My interest in natural history, although I would have had no idea what that meant, began early. According to my grand mother I was always studying insects and worms. The home in Sevier Street had a big stone back wall and beyond that was Mina Road Park.
While in Sevier Street, St. Werburghs, I looked out after a Summer rain shower to see an approximately six inches (15 cms) long caterpillar of some type –it was literally covered in long, fawn colour hair so it looked like a long mop. It moved up the wall between the outhouse and coal shed and to this day I have never been able to identify what it was.

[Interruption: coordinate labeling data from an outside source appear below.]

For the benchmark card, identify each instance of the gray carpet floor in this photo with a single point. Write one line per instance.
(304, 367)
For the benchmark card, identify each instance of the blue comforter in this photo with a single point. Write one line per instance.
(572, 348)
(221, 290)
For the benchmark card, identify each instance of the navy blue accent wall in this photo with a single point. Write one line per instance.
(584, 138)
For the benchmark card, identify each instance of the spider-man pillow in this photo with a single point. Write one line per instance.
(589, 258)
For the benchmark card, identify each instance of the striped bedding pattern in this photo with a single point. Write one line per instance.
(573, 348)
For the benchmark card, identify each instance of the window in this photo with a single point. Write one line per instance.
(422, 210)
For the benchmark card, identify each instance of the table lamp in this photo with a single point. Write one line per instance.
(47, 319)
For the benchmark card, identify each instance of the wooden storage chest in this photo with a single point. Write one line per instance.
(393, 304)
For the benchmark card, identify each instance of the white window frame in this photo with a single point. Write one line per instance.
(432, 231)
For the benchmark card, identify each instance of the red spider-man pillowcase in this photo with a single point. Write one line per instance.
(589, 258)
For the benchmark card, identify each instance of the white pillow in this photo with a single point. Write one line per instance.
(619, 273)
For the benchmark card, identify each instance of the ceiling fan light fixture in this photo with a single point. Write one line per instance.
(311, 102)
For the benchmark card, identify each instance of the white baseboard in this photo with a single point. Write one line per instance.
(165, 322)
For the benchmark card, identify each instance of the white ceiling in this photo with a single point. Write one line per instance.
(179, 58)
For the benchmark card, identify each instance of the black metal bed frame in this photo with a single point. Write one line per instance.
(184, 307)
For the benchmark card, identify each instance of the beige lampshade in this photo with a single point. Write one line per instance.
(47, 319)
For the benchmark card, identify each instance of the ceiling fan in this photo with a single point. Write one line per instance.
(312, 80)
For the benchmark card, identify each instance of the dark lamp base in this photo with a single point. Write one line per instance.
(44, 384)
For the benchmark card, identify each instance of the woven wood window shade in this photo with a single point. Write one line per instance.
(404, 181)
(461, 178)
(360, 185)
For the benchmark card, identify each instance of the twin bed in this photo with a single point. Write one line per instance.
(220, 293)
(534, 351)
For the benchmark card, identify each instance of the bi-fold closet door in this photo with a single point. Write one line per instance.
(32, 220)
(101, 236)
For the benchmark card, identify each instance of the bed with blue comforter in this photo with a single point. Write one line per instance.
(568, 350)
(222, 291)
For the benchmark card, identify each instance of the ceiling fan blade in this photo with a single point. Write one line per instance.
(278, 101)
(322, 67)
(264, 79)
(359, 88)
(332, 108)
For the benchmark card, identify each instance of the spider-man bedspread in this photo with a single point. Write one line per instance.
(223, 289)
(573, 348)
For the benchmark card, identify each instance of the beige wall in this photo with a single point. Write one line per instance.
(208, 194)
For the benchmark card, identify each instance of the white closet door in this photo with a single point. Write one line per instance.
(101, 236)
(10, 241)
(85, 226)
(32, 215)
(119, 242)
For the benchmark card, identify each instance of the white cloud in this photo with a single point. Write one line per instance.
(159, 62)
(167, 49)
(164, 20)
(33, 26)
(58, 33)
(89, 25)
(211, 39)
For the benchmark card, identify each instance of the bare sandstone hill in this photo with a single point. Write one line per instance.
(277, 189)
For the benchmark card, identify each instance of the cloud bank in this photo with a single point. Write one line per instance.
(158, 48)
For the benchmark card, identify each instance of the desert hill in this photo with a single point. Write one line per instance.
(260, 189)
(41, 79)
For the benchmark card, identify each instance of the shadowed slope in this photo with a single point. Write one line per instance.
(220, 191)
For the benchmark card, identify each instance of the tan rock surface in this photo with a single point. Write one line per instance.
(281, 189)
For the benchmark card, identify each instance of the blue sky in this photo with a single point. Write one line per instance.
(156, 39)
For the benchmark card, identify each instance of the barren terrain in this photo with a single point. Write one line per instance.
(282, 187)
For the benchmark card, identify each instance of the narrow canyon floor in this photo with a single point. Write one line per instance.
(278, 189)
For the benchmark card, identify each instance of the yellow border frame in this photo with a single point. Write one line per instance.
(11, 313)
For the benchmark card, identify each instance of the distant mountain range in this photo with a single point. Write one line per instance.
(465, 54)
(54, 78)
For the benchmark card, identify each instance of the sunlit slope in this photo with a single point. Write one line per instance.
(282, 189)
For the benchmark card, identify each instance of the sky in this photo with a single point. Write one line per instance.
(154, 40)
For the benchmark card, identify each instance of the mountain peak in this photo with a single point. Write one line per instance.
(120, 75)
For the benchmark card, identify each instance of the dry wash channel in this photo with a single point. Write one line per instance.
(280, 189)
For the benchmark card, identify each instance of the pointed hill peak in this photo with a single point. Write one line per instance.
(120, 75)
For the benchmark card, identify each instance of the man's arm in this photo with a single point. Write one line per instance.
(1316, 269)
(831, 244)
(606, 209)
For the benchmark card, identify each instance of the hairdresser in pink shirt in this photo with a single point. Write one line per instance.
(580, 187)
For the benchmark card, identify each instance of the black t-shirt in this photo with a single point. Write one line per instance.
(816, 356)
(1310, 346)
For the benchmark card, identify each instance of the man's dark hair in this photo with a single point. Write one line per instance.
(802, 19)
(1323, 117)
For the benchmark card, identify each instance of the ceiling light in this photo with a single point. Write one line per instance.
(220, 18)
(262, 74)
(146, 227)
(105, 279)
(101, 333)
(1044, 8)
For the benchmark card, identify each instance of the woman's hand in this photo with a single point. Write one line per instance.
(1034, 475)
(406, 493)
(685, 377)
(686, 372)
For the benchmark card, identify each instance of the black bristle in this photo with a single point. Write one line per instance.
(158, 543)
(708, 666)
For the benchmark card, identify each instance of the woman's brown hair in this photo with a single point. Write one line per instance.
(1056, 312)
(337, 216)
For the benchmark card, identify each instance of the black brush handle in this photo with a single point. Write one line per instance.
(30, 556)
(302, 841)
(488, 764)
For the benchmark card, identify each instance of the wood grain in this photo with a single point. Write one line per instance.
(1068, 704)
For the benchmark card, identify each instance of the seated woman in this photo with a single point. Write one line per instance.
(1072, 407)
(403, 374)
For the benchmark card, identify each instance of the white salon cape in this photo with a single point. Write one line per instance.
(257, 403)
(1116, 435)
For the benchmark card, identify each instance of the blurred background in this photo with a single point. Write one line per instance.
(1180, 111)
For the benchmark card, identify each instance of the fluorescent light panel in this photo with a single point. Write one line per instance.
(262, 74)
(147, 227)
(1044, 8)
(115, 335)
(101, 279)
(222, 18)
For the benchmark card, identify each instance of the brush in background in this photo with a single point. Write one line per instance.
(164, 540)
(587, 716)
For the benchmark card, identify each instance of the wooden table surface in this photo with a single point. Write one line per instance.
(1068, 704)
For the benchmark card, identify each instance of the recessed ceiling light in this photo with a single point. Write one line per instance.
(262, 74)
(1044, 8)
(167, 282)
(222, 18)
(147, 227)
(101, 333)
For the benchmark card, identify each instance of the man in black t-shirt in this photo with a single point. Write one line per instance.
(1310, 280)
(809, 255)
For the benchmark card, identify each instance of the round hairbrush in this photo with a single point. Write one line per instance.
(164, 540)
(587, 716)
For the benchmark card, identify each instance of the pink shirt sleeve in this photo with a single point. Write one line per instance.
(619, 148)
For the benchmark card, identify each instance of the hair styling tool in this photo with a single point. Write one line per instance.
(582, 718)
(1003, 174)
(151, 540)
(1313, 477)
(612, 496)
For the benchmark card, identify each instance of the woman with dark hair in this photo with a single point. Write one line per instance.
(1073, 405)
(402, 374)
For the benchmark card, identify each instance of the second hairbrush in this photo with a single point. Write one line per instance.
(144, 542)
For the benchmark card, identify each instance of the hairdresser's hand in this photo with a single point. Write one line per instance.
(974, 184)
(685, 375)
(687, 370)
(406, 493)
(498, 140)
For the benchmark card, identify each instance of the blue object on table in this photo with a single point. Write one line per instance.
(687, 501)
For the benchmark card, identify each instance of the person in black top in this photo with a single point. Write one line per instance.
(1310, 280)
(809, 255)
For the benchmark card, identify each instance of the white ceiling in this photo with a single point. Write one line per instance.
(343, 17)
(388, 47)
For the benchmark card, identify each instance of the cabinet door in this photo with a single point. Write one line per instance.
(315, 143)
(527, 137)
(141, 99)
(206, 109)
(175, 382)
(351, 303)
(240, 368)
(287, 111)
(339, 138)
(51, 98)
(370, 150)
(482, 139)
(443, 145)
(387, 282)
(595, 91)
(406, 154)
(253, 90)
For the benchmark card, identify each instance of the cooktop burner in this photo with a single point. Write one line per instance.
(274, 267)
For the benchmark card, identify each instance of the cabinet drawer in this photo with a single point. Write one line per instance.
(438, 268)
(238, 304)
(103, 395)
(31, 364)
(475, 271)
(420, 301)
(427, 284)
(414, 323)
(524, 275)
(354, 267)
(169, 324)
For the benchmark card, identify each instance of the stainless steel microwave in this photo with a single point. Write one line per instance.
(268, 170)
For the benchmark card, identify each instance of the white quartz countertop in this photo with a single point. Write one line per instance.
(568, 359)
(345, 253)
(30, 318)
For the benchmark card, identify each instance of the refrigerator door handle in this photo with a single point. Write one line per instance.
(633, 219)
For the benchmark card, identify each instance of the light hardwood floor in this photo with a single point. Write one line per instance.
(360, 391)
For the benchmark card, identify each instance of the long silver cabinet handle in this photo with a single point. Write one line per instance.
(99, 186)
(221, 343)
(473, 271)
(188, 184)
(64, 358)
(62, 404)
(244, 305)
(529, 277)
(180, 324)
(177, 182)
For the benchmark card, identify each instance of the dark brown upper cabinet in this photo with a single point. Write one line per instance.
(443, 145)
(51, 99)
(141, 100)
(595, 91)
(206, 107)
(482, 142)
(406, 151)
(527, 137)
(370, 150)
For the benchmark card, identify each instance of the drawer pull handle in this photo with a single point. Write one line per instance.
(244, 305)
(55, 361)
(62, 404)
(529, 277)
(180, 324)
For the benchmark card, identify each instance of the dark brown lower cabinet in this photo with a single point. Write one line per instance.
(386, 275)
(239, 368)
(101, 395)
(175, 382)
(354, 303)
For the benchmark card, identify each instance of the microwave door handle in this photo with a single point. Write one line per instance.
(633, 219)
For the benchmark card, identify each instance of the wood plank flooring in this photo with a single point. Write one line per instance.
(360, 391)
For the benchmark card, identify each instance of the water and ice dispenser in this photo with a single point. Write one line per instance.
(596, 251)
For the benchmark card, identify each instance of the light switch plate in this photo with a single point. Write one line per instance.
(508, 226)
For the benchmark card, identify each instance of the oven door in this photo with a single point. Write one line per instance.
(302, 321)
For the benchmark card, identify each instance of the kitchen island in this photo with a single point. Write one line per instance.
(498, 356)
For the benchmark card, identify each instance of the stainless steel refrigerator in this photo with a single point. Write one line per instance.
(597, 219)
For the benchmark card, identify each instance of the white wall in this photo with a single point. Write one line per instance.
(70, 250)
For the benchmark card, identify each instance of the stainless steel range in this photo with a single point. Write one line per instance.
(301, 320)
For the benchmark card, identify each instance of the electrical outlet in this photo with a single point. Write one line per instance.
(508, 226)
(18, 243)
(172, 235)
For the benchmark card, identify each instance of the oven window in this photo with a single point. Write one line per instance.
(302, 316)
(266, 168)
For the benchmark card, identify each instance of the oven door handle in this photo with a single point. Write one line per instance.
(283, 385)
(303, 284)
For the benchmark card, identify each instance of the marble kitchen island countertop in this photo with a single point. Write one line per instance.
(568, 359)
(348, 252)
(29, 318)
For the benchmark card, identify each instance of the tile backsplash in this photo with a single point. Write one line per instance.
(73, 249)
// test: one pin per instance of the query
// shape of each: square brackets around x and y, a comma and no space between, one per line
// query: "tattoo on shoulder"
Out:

In Germany, in the mid 1960s, while collecting wood for the fire in woods just outside Dalborn, my father about six feet ahead of me with the wood-cart, there was a sudden silence. I turned to my left to see a young fallow deer, a true “bambi”, looking at me curiously. Some ten feet (3m) beyond it, in amongst the trees, stood the mother also looking at me. This lasted some time before we all mutually moved off.My grand mother had lived in Dalborn since the Second World War but had never seen any hares. She was a bit miffed when I returned from a walk to describe watching groups of hares and even hare ‘boxing matches’! Animals seem to have a sense that picks up on any threat and keeping your distance, observing and letting them go about their business is always the best way to go.
When I was a bit older I did walk through the forestry and hear an odd noise. I looked down and saw wild boar piglets and at that point I broke into a cold sweat because I became aware and then saw the sow. She stared at me as I slowly moved away, walking backwards and not taking my eyes off her. She never charged me (which was lucky as it was a conifer forest and no branches to climb up to.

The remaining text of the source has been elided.